Application Guidance: Networked Lighting Controls

Before purchasing network lighting controls, consumers should assess if an NLC is necessary or beneficial. An NLC will allow commercial buildings to comply with various building codes and enable multiple advanced control strategies, but some consumers may be equally satisfied with the more limited capabilities of non-networked lighting controls. NLCs are typically considered “future-proof” and allow for more occupant-comfort-focused options and the ability to adapt to future building codes. NLCs allow users to modify lighting through the various installed controllers to allow behavior and comfort that would not be possible by modifying electrical wiring alone.
Should a consumer want to specify an NLC, it is highly recommended that they work with a lighting representative or lighting designer. Lighting representatives can be found through online searches and often there are multiple lighting representatives for a region. Lighting representatives partner with various manufacturers, which they will typically list on their website. If looking to work with a particular manufacturer, it is recommended to visit the manufacturer’s website and see if they promote any local representatives or distributors to work with.
Information that is beneficial to know when specifying an NLC includes:

  • Building size
  • Building vintage
  • Building wall construction
  • Building ceiling construction
  • Existing lighting controls (switches, sensors, timers)
  • Existing lighting technology (Halogen, fluorescent, LED)
  • Existing lighting fixtures (sockets, 2×4 troffers, downlights)
  • Control strategies that need to be enabled

In addition, it is critical to understand if the system is locally hosted or needs internet connectivity. Most NLCs require internet connectivity for a variety of reasons such as to enable advanced control strategies based on internet provided data, allow for remote access controls, or simply connect with the manufacturer’s server to keep software updated. With all internet-connected devices, consumers are advised to work with their IT department to ensure access is available, and to open any ports required for the NLCs to communicate. Should internet access be restricted, it is advised to look for NLCs that are locally hosted and do not need to communicate with an online server.
Lighting Control Strategies
A brief overview of typical control strategies found in NLCs are provided below, but consumers should verify with the lighting representative that the system configuration will allow for the strategies to operate properly.
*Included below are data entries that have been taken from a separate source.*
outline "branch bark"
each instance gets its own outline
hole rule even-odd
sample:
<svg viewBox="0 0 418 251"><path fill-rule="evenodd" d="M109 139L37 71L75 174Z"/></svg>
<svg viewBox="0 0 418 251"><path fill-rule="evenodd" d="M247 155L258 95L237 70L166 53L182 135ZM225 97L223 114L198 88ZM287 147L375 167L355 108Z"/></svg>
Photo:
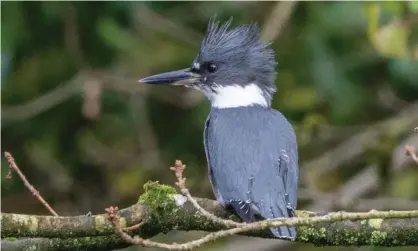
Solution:
<svg viewBox="0 0 418 251"><path fill-rule="evenodd" d="M146 184L139 202L120 210L120 225L143 226L131 234L150 238L171 230L214 232L224 229L212 222L174 188L156 182ZM216 201L196 198L206 211L223 219L237 218ZM299 217L324 214L298 211ZM110 250L129 245L116 233L106 214L93 216L53 217L23 214L1 214L2 250ZM418 217L407 219L342 220L298 226L296 241L320 246L405 246L418 245ZM240 233L271 238L267 230ZM29 238L25 238L29 237ZM23 239L13 239L23 238Z"/></svg>

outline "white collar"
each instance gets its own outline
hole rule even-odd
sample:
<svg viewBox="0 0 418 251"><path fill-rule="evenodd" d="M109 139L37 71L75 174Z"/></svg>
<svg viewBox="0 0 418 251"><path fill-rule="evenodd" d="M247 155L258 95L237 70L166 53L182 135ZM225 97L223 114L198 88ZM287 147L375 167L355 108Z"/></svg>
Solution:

  • Area control: Ability for the system to control lights within defined areas. The minimum granularity of the control and controllability options depends on system configuration. At a minimum on/off functionality will exist.
  • Dimming: Ability for the system to reduce the maximum light output of a luminaire. Can only be achieved with luminaires that are designed to be dimmable and with controls that have the appropriate dimming solution. In general, dimmable troffers utilize 0-10V dimming wires to control dimmability while socketed luminaires utilize controls that modify electrical power properties going into the light such as phase cut dimmers.
  • Scheduling: Ability for a system to execute a defined schedule. NLCs typically offer weekly scheduling with various exceptions that users can modify.
  • Occupancy sensing: Ability for a system to adjust lighting conditions based on whether it senses occupants within the defined area. Systems can detect occupancy in various ways such as infrared and ultrasonic sensors. Consumers should work with lighting representatives to discuss which sensors would be best for their building layout and occupancy patterns.
  • Daylight harvesting: Ability for a system to reduce overhead lighting automatically based on the daytime lighting contributions obtained from windows or skylights.
  • Institutional tuning: Ability for a system to modify the maximum light level a luminaire can provide. This is only achievable for dimmable luminaires paired with dimming controls.
  • Task tuning: Ability for a system to modify lighting conditions based on task requirements, typically triggered by a sensor or scene switch, which allows for preprogrammed lighting conditions at the click of a button.
  • Automated demand response (ADR): Ability for a system to receive and process a demand signal from subscribed utility providers that would automatically reduce lighting output to predefined acceptable levels in order to reduce overall grid power draw.

Wired Vs. Wireless
NLCs come in wireless or wired options, the driving factor behind which is more appropriate depends on the building construction. Buildings may be constructed in a way that would block the wireless signals that the devices need to function, or buildings may not have the ability to run wiring within the walls or ceiling to allow a wired setup. Generally, wireless systems cost slightly more than their wired counterparts, but will often result in lower installation cost due to not requiring the connecting networking wires to be installed. Wireless systems also may allow for easier reconfiguration if needs or zones within a space need to be changed.
Due to the increased complexity of installation associated with lighting controls as opposed to traditional wiring, training programs such as the California Advanced Lighting Controls Training Program (CALCTP) have been developed to train contractors and electricians. As such, a CALCTP-Certified Installation Contractor may be needed for installation. Note, beginning July 1, 2019, lighting control projects receiving $2,000 or more in utility program incentives will be required to utilize CALCTP-certified installation teams.